The project has been long demanded by West Bank residents, sick of sandbagging low-lying areas west of U.S. Highway 90, from Willowdale to Paradis.

This project phase one will extend from the segment from the Sunset Drainage District levee at Paradis Canal, east to the area behind Magnolia Ridge in Boutte, a low-lying area vulnerable to storm surge from Lake Salvador and Bayou Des Allemands. “We’re hoping to have it done in three years,” Laque said.

The 60-foot wide levee project will also include a pumping station, a weir, a gated structure with a boat bay, five equalizer sites and four gated equalizer structures.

Laque originally hoped to have construction to start in July, as the permit has a time limit to conclude construction of this phase by March 31, 2007.

However, settling the half-million dollar mitigation property acquisition for this project, plus looking for prices for fill material delayed the startup so far.

Total prices will be “quite a few million,” according to Laque. The Lafourche Levee District will kick in much of the funding, but most of the District’s own funding comes from St.
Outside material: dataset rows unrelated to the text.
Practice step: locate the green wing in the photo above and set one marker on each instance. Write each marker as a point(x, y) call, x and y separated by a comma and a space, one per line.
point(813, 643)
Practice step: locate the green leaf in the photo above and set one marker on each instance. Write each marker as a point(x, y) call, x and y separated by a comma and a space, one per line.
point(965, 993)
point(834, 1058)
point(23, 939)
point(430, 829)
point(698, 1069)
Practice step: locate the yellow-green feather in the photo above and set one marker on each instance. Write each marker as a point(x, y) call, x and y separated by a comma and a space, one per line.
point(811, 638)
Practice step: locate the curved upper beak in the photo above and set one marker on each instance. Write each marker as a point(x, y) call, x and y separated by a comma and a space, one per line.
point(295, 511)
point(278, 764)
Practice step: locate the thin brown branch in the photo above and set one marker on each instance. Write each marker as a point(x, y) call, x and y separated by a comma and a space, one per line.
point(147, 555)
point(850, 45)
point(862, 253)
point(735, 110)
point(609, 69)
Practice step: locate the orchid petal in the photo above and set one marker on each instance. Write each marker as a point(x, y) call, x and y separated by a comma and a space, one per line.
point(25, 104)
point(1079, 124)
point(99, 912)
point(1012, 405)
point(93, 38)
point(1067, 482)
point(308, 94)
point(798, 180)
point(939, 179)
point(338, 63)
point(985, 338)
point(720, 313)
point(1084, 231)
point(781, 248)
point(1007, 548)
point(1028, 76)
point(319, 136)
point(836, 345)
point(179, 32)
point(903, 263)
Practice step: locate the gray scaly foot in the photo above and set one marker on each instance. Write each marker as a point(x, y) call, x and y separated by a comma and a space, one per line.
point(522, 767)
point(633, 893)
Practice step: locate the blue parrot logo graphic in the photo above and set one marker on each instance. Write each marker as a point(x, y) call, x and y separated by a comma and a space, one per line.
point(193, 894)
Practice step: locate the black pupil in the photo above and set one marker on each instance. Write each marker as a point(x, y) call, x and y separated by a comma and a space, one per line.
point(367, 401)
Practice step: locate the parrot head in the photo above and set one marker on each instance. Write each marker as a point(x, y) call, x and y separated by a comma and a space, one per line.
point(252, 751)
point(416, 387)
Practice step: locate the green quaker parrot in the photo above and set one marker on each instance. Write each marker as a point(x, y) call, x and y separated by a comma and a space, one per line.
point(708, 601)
Charles Parish’s annual contributions.

Meanwhile, Laque said, parish efforts to extend the levee toward Willowdale will continue. “Hopefully, I’ll still be around to get all the permits,” he added.

“I really believe the Corps never thought we’d go through with it,” he said. “And, even the Corps is looking now to adding on to it, making it wider and higher.”

This, he said, is being considered to link with their own levee system under construction from Donaldsonville to the Gulf of Mexico.

The project was a political football for more than 10 years and was a campaign issue during the 2000 parish presidential campaign, during which Laque promised to secure the permit “and turn the first shovel of dirt.”

Laque and Tregre feuded over levee alignments and wetlands loss during Laque’s previous administration, while Tregre was a councilman representing District One. Then, during eight years of his own administration, Tregre struggled with various permitting agencies and with the parish council over many of the same issues. All this ended in the council withdrawing its official support for Tregre’s efforts in 1999.

At that time, in September 1999, Tregre predicted a wetland permit from the Corps of Engineers might not be seen for three to five years. The council had just pushed through a veto override over acceptance of a Corps alignment. At about the same time, Laque pledged he would get the permit, if elected. It took two and a half years.

Projected wetlands loss in this phase is 29.7 acres of bald cypress/tupelo swamp and 37.3 acres of bottomland hardwoods. As mitigation, the parish will buy 37.7 acres of of cypress tupelo swamp wetlands and 56.2 acres of bottomland hardwood wetlands. Failure to do so could result in the loss of the permit.

An East Bank hurricane protection levee is still under construction between the Bonnet Carre Spillway and Interstate 310, a project begun under Laque’s previous administration, from 1988 to 1991.